The second (and more realistic theory in my mind) is that Uber is aiming to drive all its competitors out of business and create a monopoly. Once it has a monopoly, it can lower driver pay and raise fare prices to extract monopoly profits. Uber’s behavior to date (the subsidies are simply predatory pricing with good publicity), as well as comments from prominent investors, would seem to lend credence to this theory. But even this theory has issues, the biggest of which would seem to be that it has a very limited window to operate in due to the imminent arrival of self-driving cars. I am probably more skeptical than most people on how soon self-driving cars will be on the streets of cities (10-20 years, with long haul probably coming sooner), but even if we take the best case scenario for Uber and said it is going to be 20 years before self-driving cars are on the streets of cities, is that going to be long enough to generate the returns needed to justify the huge sums investors have poured into the company? And if this is the plan, why are Uber trying to speed up the introduction of self-driving cars? I don’t have good answers to either of these questions unfortunately.

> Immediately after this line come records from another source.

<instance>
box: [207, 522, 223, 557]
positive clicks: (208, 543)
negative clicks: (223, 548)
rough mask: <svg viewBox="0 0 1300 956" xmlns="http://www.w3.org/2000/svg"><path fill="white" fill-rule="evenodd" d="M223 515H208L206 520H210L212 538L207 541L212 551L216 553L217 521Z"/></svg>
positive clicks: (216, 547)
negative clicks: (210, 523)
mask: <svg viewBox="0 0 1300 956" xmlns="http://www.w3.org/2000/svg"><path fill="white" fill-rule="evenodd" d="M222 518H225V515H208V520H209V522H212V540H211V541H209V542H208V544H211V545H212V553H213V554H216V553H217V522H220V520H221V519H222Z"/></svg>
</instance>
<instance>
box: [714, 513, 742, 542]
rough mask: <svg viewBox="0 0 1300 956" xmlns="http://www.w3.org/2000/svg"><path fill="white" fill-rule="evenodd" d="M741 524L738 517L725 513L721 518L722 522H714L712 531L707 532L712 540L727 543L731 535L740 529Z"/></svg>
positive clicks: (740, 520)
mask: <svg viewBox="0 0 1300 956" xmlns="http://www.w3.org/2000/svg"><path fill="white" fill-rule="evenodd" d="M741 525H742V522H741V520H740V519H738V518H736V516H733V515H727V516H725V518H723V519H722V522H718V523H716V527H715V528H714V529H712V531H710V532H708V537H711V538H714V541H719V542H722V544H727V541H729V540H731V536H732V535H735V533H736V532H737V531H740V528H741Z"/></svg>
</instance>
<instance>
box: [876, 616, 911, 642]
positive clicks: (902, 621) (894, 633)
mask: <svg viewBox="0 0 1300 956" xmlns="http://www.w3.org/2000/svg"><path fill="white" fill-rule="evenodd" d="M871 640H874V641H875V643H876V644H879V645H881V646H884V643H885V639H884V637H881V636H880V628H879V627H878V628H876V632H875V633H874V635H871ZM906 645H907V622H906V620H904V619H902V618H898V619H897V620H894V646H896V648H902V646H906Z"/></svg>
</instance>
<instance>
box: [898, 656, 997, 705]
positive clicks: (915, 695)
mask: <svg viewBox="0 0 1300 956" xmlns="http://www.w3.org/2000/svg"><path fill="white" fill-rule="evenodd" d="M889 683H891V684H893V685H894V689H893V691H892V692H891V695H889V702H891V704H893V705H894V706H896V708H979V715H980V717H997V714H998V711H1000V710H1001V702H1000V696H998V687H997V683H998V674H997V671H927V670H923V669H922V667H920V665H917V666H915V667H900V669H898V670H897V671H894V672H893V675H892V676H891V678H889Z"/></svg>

For those with any interest in this topic, I strongly encourage you to read at least the first 4 parts over at nakedcapitalism.com – here are the links:
Finally, on an anecdotal note, I have recently moved to Amman where Uber operates, along with a local competitor (Careem) and a large local taxi industry. For those that may be thinking that people will probably be happy to pay a little extra for the improved Uber experience, Amman would offer an example of the opposite case. In Amman, Uber and Careem both cost around 1.5-2 times as much as a metered taxi. Either way it is still cheap (a ride from downtown to the western edge of the city would be $2.50-$3.50 in a taxi, $5.50-$6.50 in an Uber), but even with the truly horrible state of most taxis in Amman, and the inconvenience of having to flag one down, this price differential is enough to make the ride sharing portion of the transport business practically non-existent.